The biophysical basis of minor groove recognition involves an enhancement of the negative potential of DNA through electrostatic focusing. Electrostatic potential is strongly correlated with minor groove width, and we have found that arginines are frequently located at local minima in width and potential. The nucleosome core particle is a striking example of this phenomenon. Our findings suggest that the recognition of local variations in DNA shape is a general mechanism by which proteins bind specific DNA sequences.
The lack of distinguishing moieties available for forming base-specific hydrogen bonds in the minor groove has been the source of a long-standing enigma of how "information" in the minor groove contributes to sequence-specific binding. Our description of a mechanism that depends on DNA shape and electrostatic potential provides a novel and elegant answer to this question. We are now further characterizing the biological role of minor groove recognition, and we are developing new computational tools to use the phenomenon as basis for predicting transcription factor–binding sites and the presence of nucleosome-positioning signals.
Relating Molecular Binding Affinities to Cell-Cell Adhesive Specificity
"Classical" cadherins are major determinants of intercellular adhesive specificity in multicellular organisms. Classical cadherins have five extracellular domains (EC1–EC5) and mediate adhesion through the dimerization of protomers presented from apposing cells. The identity of the partnering cadherins determines cell-cell specificity; for example, during embryonic tissue development, cells in the neural tube that express N-cadherin separate from ectoderm cells that express E-cadherin. This phenomenon is reflected in vitro in cell assays that show that cells transfected with N- and E-cadherin sort from one another into separate aggregates. However, the sequences of the EC1 domains of N and E-cadherins are ~60 percent identical (and even higher in the dimerization interface). We are interested in how such seemingly trivial differences at the sequence and structural levels mediate highly specific cell adhesion behavior.
Our research program on cell adhesion is carried out in close collaboration with the lab of Lawrence Shapiro (Columbia University), which has shown that cadherins dimerize through the swapping of N-terminal β-strands between the membrane-distal EC1 domains.
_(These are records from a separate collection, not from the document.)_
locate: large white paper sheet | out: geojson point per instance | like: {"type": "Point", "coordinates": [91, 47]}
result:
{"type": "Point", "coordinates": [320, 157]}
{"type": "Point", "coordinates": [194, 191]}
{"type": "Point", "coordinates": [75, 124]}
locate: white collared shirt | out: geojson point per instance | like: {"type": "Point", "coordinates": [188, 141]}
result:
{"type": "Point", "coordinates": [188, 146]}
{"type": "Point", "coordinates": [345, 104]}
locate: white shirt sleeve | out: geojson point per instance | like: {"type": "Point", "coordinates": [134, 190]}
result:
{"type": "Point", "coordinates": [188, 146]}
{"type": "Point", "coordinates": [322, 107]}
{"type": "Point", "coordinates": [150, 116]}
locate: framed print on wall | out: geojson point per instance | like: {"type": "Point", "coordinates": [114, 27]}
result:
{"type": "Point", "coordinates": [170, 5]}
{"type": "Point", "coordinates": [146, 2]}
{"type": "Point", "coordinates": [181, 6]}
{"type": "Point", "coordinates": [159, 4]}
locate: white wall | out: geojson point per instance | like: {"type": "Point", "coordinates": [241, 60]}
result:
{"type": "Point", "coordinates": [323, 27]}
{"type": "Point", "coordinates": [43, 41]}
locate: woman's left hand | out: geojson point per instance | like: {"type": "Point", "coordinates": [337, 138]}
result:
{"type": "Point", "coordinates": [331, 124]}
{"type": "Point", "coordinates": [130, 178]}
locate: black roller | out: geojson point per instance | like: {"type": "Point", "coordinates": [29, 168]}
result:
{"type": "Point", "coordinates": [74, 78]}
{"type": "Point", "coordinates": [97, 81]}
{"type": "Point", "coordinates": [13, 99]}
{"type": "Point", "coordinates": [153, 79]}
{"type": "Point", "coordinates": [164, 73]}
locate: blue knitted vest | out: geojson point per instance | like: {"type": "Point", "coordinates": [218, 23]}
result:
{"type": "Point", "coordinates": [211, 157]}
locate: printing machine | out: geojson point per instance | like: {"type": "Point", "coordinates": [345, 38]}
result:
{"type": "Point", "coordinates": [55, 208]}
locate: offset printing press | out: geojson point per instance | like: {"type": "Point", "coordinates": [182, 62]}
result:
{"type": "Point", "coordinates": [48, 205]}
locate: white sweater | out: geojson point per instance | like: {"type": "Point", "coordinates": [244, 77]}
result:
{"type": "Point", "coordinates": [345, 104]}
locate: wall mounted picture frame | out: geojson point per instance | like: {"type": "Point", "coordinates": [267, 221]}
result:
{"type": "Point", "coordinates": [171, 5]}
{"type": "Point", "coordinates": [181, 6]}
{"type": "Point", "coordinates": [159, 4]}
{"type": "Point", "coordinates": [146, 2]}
To relate cell-cell adhesive specificity with molecular properties, we are carrying out binding affinity measurements on different cadherins. Surprisingly, the dimerization affinities for EC1-EC2 constructs of N- and E-cadherin differ by almost an order of magnitude. Moreover, the affinity for the formation of N and E heterodimers is intermediate between the two homodimer affinities.These results suggest that cadherins are not designed to have weak heterophilic interactions, as had been generally assumed, but rather that relatively large differences in the adhesive strengths of homophilic interactions play an important role in determining cell aggregation behavior. To elucidate how cadherin specificity is coded on their molecular structures, we are carrying out computational analyses of the factors that determine binding affinities. We are also using statistical mechanical theories of liquid mixtures to relate the adhesive strengths of interacting molecules to cell aggregation behavior.